Investment bank executives say it is probably too early to start considering widespread job cuts, but they are beginning to look at their cost bases in anticipation of what are likely to be more difficult times than the boom period of 2006 and the first half of 2007.
The first sign of the slowdown will probably come in bankers’ year-end bonuses, which are likely to be down significantly on last year. But if the slump spreads to the rest of the economy, this could just be the beginning of a leaner period.
As a result, most investment bankers are likely to spend the rest of the year nervously watching the markets and wondering when – and at what level – the business will settle down.

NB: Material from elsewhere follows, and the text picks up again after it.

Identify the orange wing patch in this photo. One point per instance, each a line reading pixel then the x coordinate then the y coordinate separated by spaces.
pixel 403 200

That said, while the banking sector has been in crisis, other industrial sectors have been relatively unaffected, raising hopes that activity will not completely fall off a cliff.
One of the most high-profile moves in recent months has been that of Ken Costa, the veteran UBS investment banker, who moved to Lazard to become chairman of its international operations. He will also run Lazard’s operations alongside William Rucker.

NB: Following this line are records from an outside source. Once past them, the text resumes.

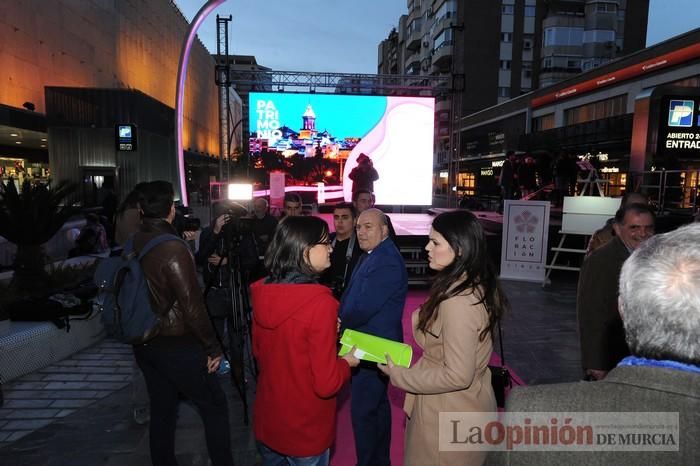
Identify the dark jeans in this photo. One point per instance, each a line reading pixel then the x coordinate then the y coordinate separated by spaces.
pixel 371 417
pixel 175 366
pixel 272 458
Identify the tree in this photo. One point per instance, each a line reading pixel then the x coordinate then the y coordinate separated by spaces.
pixel 28 219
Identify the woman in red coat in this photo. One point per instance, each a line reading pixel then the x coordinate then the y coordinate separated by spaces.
pixel 294 342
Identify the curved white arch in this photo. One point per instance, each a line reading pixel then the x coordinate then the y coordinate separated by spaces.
pixel 180 90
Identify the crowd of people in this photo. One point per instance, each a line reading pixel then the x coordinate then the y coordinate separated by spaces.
pixel 522 175
pixel 308 285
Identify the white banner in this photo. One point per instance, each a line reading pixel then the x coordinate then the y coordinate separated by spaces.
pixel 524 240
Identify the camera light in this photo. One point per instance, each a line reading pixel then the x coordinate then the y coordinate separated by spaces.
pixel 240 191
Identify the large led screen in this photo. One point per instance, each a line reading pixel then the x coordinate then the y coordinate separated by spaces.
pixel 321 137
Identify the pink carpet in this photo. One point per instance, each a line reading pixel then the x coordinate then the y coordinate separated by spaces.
pixel 343 452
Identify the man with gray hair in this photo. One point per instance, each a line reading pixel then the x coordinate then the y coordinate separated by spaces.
pixel 373 303
pixel 660 306
pixel 601 335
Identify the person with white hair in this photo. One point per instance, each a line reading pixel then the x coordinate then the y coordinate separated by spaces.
pixel 660 307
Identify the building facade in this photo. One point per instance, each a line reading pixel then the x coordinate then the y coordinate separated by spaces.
pixel 72 73
pixel 614 114
pixel 495 51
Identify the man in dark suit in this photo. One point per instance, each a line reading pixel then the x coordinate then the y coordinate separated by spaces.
pixel 373 303
pixel 600 327
pixel 660 306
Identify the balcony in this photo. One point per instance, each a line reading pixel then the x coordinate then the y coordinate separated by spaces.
pixel 442 105
pixel 413 41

Mr Costa, who has extensive contacts in boardrooms in Britain and across Europe, is, in effect, filling the gap left at Lazard by the departure of Marcus Agius, who became chairman of Barclays, the UK bank. But Lazard also said goodbye to Matthew Jarman, previously a rising star at the independent investment bank, who left to join Morgan Stanley.
Meanwhile, Credit Suisse filled the gap at the top of its Asian operations by poaching Kai Nargolwala, a director of Standard Chartered, to be its chief executive in the region. In London, Credit Suisse also hired Jim Rushton, an investment banker who has focused on the insurance industry, as a managing director in its financial institutions group.
The merry-go-round of bankers with knowledge of Russia continued when David Walker, who specialised in mergers and acquisitions in the country for Deutsche Bank, left to join Citigroup.
In France, Merrill Lynch hired Luc Remont, deputy chief of staff to Thierry Breton, the former finance minister, as a managing director in Paris, in an effort to beef up its relationships with French and other European companies. Mr Breton has joined Rothschild, the independent investment bank, as an adviser.
Evercore, the boutique investment bank, beefed up its London operations by poaching Edward Banks, a telecommunications sector banker, from JPMorgan Cazenove and Ian Ferguson, who has worked on aerospace and defence-related deals, from Merrill Lynch.
Even the leveraged finance business, particularly hard hit by the sudden slowdown and the drying up of demand among investors, was not completely moribund. Signalling hope that lending to private equity groups may undergo a revival next year, HSBC hired Tom Cole and Dan Toscano from Deutsche Bank to run its leveraged finance business in the Americas. HSBC also hired Nathalie Blyth, a consumer banker at Deutsche Bank, to strengthen its coverage of the sector in Europe.